There are troves of gory slashers, haunting horrors and psychological thrillers that take their imagery to the most hair-raising extreme. “Let the Right One In,” the 2008 Swedish horror film directed by Tomas Alfredson, is not that. The film features understated but highly unsettling imagery and themes, with sprinkles of raw human moments, against the backdrop of an austere, ice cold Stockholm suburb.
Oskar, a pale, bleach blond, twelve-year-old is friendless and bullied. He finally makes a friend out of his foil Eli, the gaunt, dark-haired, sunken-eyed new neighbor, who turns out to be a genderless adolescent vampire.
Unlike many contemporary monsters, Eli’s creepiness is seductive; it leaves room for the viewer’s imagination. Eli’s monster moments are shot from a wide-angle and are marginal to the viewer’s gaze. Viewers will question what they saw and anticipate confirmation, which the film so brilliantly deprives.
Eli’s monstrosity is smothered in enigma and littered with contradiction. Eli is vampire: both alive and dead; Eli is adolescent: both young and old; and Eli is castrated: neither male nor female. This categorical destruction summons a compulsive rejection – a reaction central to the horror monster’s prerogative.
To elicit fear and disgust from a horror audience without shocking violence or gore is quite a feat in the age of desensitization, and “Let The Right One In” does just that.
Also special to the film is its genuine moments of drama. In many horror flicks, communications between characters are stressed, high-octane and antithetical to the average daily experience.
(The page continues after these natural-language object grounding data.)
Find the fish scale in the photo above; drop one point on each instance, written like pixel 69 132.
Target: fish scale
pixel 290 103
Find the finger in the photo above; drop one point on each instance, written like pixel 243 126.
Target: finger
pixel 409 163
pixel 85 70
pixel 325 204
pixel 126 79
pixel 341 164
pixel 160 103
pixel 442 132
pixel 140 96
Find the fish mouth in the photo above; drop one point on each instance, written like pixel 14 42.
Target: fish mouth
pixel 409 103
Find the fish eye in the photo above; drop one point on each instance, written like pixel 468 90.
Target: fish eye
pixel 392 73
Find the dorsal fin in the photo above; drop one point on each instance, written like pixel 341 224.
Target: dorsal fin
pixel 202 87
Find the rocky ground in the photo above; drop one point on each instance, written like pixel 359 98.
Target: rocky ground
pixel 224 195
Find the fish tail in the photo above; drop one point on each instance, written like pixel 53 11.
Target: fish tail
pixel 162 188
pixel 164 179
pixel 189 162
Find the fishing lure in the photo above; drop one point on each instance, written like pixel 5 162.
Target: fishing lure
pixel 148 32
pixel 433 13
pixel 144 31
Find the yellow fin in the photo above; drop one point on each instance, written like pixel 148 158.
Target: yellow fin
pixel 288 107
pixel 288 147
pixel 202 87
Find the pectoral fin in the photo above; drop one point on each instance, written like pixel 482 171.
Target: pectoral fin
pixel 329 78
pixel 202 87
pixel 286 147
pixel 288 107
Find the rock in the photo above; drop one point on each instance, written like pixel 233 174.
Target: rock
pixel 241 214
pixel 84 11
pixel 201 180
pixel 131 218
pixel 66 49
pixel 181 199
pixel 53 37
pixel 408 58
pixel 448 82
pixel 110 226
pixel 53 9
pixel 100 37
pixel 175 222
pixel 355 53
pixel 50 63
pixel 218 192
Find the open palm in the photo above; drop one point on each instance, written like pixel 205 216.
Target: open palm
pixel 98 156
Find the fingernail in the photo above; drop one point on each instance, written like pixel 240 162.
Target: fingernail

But “Let The Right One In’s” romantic, familial and emotional elements are understated along with its horror.
Eli’s murderous blood-sucking almost takes a back seat to Oskar and Eli’s subtly developed romance. Unlike “Twilight,” the “Vampire Diaries” or even certain iterations of “Dracula,” their relationship is not full of passion, sentimentality and recklessness. It’s simple, cute and lifelike.
“Let The Right One In” is for horror audiences looking to shake up their daily grind with something more sophisticated and for romantic drama fans who could use a bloodier love story.